Having burnt its fingers earlier with coal block allocations, the government has now decided to allow e-auction of blocks to end users. The end users in round one of the auctions to be held in December, where 74 blocks are on offer, will be power, steel and cement industries. But, the government has also left an enabling provision in the Coal Mines (Special Provisions) Ordinance, 2014, by which it can decide on additional commercial use at a later date.

Online auction

A request for quotation (RFQ) is a standard business process whose purpose is to invite suppliers into a bidding process to bid on specific products or services. In e-auction, the transaction takes place between auctioneers and bidders in an electronic marketplace. This system enables buyers to assess suppliers’ bid responses in a relatively fair and accurate manner.

The government has awarded coal blocks on allocation basis until now except for Ultra Mega Power Projects where bidding was tariff-based and coal was only for captive use.

E-auction has earlier been used for auctioning telecom spectrum. “But, we need to learn from the experiences and adopt the best practices,” said Anil Swarup, Secretary, Ministry of Coal.

For fixing the floor price of coal blocks for sectors such as steel, cement, sponge iron, and captive power, the government could depend on the current value of the block, which will be based on components such as international mine mouth (pithead) prices and the previous three-year average of imported coal prices.

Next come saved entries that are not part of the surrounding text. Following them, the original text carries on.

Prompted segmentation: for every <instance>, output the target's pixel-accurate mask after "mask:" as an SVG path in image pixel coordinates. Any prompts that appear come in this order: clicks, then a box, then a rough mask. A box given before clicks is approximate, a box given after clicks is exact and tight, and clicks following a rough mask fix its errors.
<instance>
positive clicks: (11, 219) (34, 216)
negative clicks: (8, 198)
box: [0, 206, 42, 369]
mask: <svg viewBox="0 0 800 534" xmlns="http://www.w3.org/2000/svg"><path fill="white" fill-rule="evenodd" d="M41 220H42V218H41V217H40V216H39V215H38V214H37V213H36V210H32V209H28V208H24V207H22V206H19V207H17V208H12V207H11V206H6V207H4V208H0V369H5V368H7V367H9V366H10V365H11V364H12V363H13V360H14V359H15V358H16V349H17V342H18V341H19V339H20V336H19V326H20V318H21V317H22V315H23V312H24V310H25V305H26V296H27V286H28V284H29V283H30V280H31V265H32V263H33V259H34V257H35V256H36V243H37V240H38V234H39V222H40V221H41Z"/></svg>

The Supreme Court’s judgment of September 24 cancelled all coal block allocations made between 1993 and 2010. This will lead to the complete de-allocation of 204 blocks by March 31, 2015. It has left the government with little time to put in place a foolproof system.

However, the government has already started work on it. “The intent is to get cracking by December. We are targeting mid-December to start tendering,” Swarup said.

Of the 74 blocks that will be put on offer in the first round, the Coal Ministry intends keeping some out of auction pool. These select blocks will be offered to the State and Central public sector undertakings.

The challenges

But, there are many challenges. “We need coal. We have to see how the bidding norms prescribed specify the work programme. The objective of the auction route is to discover credible and earnest players in an objective method, not merely to rake in money for the state,” former Coal India Chairman S. Narsing Rao said.

He said that the norms prescribed when awarding blocks should also include conditions such as a well-defined work programme. “A reasonable and doable timeline should be given to the contractor to produce. If the blocks are allocated but not brought into production, then what is the use?” he said, adding that “the revenue collected should be made production linked”.

The government should also factor in the risks involved in this business, Rao said. “If the mine is unexplored, the developer is unaware of the quantity and the quality. When deciding on the revenues, the government should also factor in this component,” he added.

Currently, nearly $20 billion worth of coal is imported and this can come down if the mines start production after the e-auctions. Also, waiting for the process to take off is the power sector. The power plants whose linked coal blocks were termed illegal by the apex court are the ones looking for immediate solutions.